A Visit to the Dry-Cleaners

No, I was not showing off my accurately made undergarments. I was not trying to walk blindfolded. I was not even trying to play hide-and-seek with my friends....

I had pulled up my new 1876 fluffy white and pink skirt covering my body up to my neck to keep it all clean as I rolled into my friend's vehicle for the brief ride over to the dance hall.

Well, I had the terrible misfortune of somehow brushing the pink taffeta train against a car tire, smearing black road grime on it. Oh no! And I tried so hard to keep that from happening.

So, off I trotted to the dry-cleaners a couple weeks ago to see if they could do anything for the blemished silk. I convinced them that all I wanted was the dark stains out (or at least lessened), and that they did not have to torture themselves in pressing my gathered monster.

I picked up my skirt today - and the stains were gone! You have to look really hard to see where they were too.

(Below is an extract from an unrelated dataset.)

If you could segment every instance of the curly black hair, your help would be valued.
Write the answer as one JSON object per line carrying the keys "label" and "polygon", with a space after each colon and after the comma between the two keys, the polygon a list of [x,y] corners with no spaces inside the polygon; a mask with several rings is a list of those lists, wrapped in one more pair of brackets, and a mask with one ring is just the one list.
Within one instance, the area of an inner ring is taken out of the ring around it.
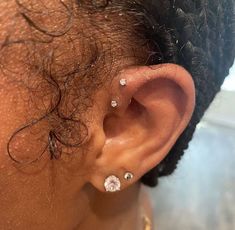
{"label": "curly black hair", "polygon": [[[39,26],[30,16],[29,9],[16,0],[19,8],[23,8],[21,15],[33,30],[38,31],[40,40],[33,41],[41,44],[49,44],[54,41],[54,38],[65,36],[73,26],[73,9],[66,5],[64,1],[59,0],[63,8],[67,10],[67,23],[60,31],[50,30]],[[136,39],[141,43],[134,44],[135,46],[147,47],[147,60],[139,62],[142,65],[153,65],[160,63],[175,63],[183,66],[193,76],[196,87],[196,108],[187,128],[178,138],[177,142],[169,152],[168,156],[154,169],[142,177],[142,182],[148,186],[156,186],[158,178],[171,174],[177,162],[187,149],[190,140],[192,139],[196,125],[202,118],[204,112],[214,99],[215,95],[220,91],[220,87],[229,74],[229,69],[233,64],[235,57],[235,14],[234,0],[76,0],[76,4],[86,9],[85,13],[89,17],[95,14],[111,15],[114,24],[119,24],[118,17],[112,17],[113,14],[119,16],[124,15],[126,24],[117,27],[119,30],[127,28],[132,30]],[[104,21],[107,19],[104,17]],[[120,19],[121,20],[121,19]],[[97,18],[89,23],[96,27],[98,31],[102,29],[102,23]],[[108,23],[107,23],[108,24]],[[107,25],[106,25],[107,27]],[[117,29],[117,31],[118,31]],[[84,34],[83,34],[84,35]],[[85,39],[90,39],[86,37]],[[95,40],[95,39],[94,39]],[[112,40],[112,39],[111,39]],[[118,40],[118,39],[117,39]],[[29,39],[28,42],[32,42]],[[120,40],[118,40],[120,43]],[[26,43],[23,41],[13,41],[14,44]],[[4,41],[4,45],[9,45],[9,37]],[[94,43],[90,42],[94,46]],[[129,44],[129,43],[128,43]],[[138,47],[135,47],[138,49]],[[86,65],[79,66],[70,72],[66,72],[63,77],[73,76],[78,72],[84,72],[86,75],[90,69],[100,63],[99,50],[97,44],[93,47],[90,54],[90,61]],[[50,53],[51,54],[51,53]],[[51,56],[50,56],[51,58]],[[108,58],[106,58],[108,59]],[[98,61],[99,60],[99,61]],[[103,60],[103,64],[104,64]],[[51,66],[50,66],[51,67]],[[64,70],[63,70],[64,71]],[[45,67],[43,73],[45,73]],[[47,71],[48,72],[48,71]],[[93,76],[97,71],[91,71],[90,76]],[[55,105],[51,106],[50,111],[39,119],[34,119],[33,122],[17,130],[11,137],[8,143],[8,153],[12,160],[19,162],[12,157],[10,152],[10,142],[19,132],[25,128],[34,126],[36,123],[44,119],[56,120],[57,126],[52,127],[48,132],[48,147],[51,154],[51,159],[58,159],[58,143],[68,147],[78,147],[83,142],[80,138],[74,138],[71,142],[68,136],[71,135],[71,127],[75,127],[76,123],[80,123],[79,127],[83,127],[83,133],[87,134],[86,125],[79,120],[73,119],[71,116],[64,116],[58,109],[63,101],[63,94],[69,91],[63,90],[60,82],[54,76],[53,68],[50,68],[50,75],[47,75],[47,82],[52,86],[53,90],[57,89],[57,100]],[[99,83],[95,82],[94,78],[87,78],[86,85],[76,85],[82,92],[91,92],[102,86],[102,79]],[[90,84],[90,85],[89,85]],[[64,86],[68,86],[68,81],[64,82]],[[89,85],[89,86],[88,86]],[[84,87],[87,87],[84,90]],[[76,92],[78,92],[76,88]],[[80,92],[80,91],[79,91]],[[87,95],[87,98],[89,95]],[[89,101],[89,100],[88,100]],[[80,101],[79,101],[80,102]],[[89,101],[90,103],[90,101]],[[91,103],[90,103],[91,104]],[[85,105],[86,107],[88,105]],[[77,111],[77,110],[76,110]],[[55,118],[56,117],[56,118]],[[71,124],[70,124],[71,123]],[[68,128],[70,127],[70,128]],[[69,130],[69,132],[68,132]],[[79,128],[81,131],[82,128]],[[76,133],[78,130],[76,130]],[[74,132],[74,131],[73,131]],[[69,135],[67,135],[69,133]],[[44,149],[45,151],[45,149]],[[41,155],[40,155],[41,156]],[[38,160],[39,158],[35,159]],[[35,161],[34,160],[34,161]]]}
{"label": "curly black hair", "polygon": [[[187,128],[168,156],[147,173],[142,182],[157,184],[157,178],[171,174],[187,149],[197,123],[220,91],[235,57],[234,0],[144,1],[146,39],[162,53],[161,62],[187,69],[196,87],[196,108]],[[159,63],[152,56],[148,64]]]}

I was quite nervous as to how the skirt would turn out. I did notice that the hand of the fabrics were definitely changed - something had been done to the skirt. And the organdy base of the overskirt was a bit softer. I'm really hoping my mentor, Michelle, is right about organdy in that it "pops back up" when it's ironed.

And the batiste, even without ironing, doesn't look much different than when I took it in. Yea! I think just a quick steam will set this thing all right again.

So case in point: if you must dry clean your historical clothes, ask that they DO NOT PRESS them. One, it will save you money. Two, you made the clothes and therefore know how to press and iron them the way they should be.

But beware: Last year I took in my husband's Civil War sack coat for its once-a-year cleaning. I specifically said not to press, but alas - it came back pressed as a modern-day dinner jacket with a lapel. Hmmm.... The coat is flat front and buttons up to the neck with four center front buttons. How or why they pressed lapels into it I will never understand.

So remember: Demand they DO NOT PRESS your historical costumes.